We have been dating for almost 6 years, but have known each other since middle school. I have always thought of him as kind, loyal, hardworking. The kind of guy that is friends with everyone and involved in everything. When we started dating he was working for a fortune 100 company in IT. He was earning quite handsomely then. On our dates, he used to say that he was not satisfied with his role and wanted to get into a more ‘meaningful’ role that allies with his interests more and something that pays even higher. At the time, he seemed very ambitious and career focused. He was always good in academics, he was consistently in the top 10% in his school and university.

Then Covid started and he moved in with his family to take care of an ailing parent. Working from home didn’t work out for him and he was soon fired for poor performance. During this time, I needed to learn Spanish for a job and he volunteered to tutor me(he’s Spanish). He would give me lessons for a couple of hours everyday and this went for four months. Around the same time, one of my family members became sick with severe Covid and was in hospital for many weeks. Since my boyfriend was living nearby, he used to help a lot in the hospital, sometimes even taking days off from his work to help me with something. I believe these two things, him taking days off to help with my relative and him helping me learn Spanish contributed to his poor performance in work in some ways which resulted in him getting sacked. But he has never once said so. He seemed not too bothered by it, probably because he was not very happy with that role.

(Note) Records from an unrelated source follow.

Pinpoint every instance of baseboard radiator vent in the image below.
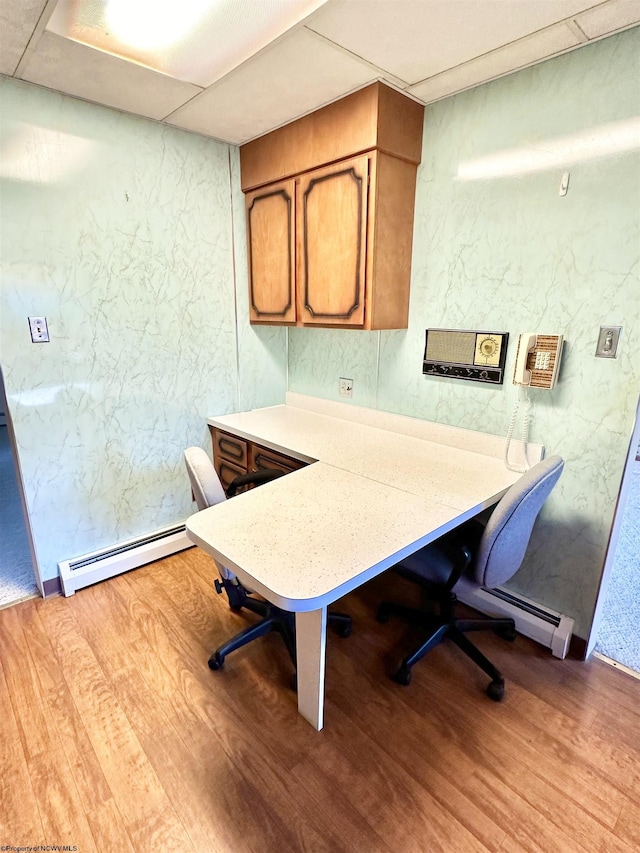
[458,587,573,658]
[58,524,193,595]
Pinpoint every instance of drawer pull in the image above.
[218,438,244,459]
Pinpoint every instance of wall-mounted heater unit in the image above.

Fast forward to three years, he is still unemployed and living with his parents. He had 3 years of work experience when he was fired. He wanted to take a year off to refresh his mind and figure out what he wanted to do next. He mostly spent that year playing video games and lounging around. After a year, he was still confused what to do next, he said he wanted to go for Masters and started applying for it. He did end up getting admitted in some good universities but ended up not going. His reason was that he wasn’t sure. Since 2021, he is working to get a job again in IT, but it doesn’t look like he is making any significant progress in this regard. He still spends many days either playing video games or doing nothing. His parents are very kind and never asked him to move out even after being unemployed for 3 years(compared to mine who kicked me out once I turned 18). He isn’t depressed, on the contrary, he seems quite happy and content staying at home doing nothing. He says he wouldn’t get another opportunity to live with his parents again once he moves out with a new job, so he wants to cherish living with them. Every now and then he regrets over wasting so much time when he ought to have been working and earning and starts searching jobs fervently. But the enthusiasm doesn’t last long and he starts to procrastinate again.

This is worrying me a lot. I was hoping to start a family with him in some years, but this behaviour of him concerns me. He still seems very ambitious and talks about getting a very high paying job soon in one of the technical giants, but he isn’t putting up much of an effort to get there. He says he would buy a house and an expensive car soon after getting a 6 figure job, but he’s been saying the same for the last 2 years. Of late, he is basically all talks and little to no hardwork. Now that I think about it, he has always been lazy and liked to procrastinate even when we were in school. Would do his homework at the last minute and would procrastinate preparing for exams until the last day. Regardless, he used to get good grades, so I didn’t give it much of a thought then. It’s also very hard to get him to do things due of his lack of discipline, he needs to be given multiple reminders to get something done, even if it is for his own benefit. I love him dearly and he is a walking green flag in every other aspect so I was turning a blind eye to this fault of him. But now I’m concerned and not sure what would be the best course of action. I have been working since 2020. We have been living apart since then as I had to come to the U.S for work(we’re both from Canada). We meet occasionally. I’m confused how to proceed with this. Should I continue to have faith in him and hope that he would find a job soon or would it be better to leave him now and move on with my life?

TL;DR : Boyfriend was fired from his high paying job and has been unemployed and living with his parents for the last 3 years.

1 comment
  1. His chances of getting an acceptable in terms of money job in IT are very slim. He has nothing to cover the last 3 years with and he was just a middle-level developer before, his last place of empoyment would only give him a negative review – it would take a very determined and hard-working person to study and then fail many interviews to finally get a place in a company that would roll with his history and skills. The man you describe is a daydreamer, he is all talk and does not really want to work, he won’t achieve it.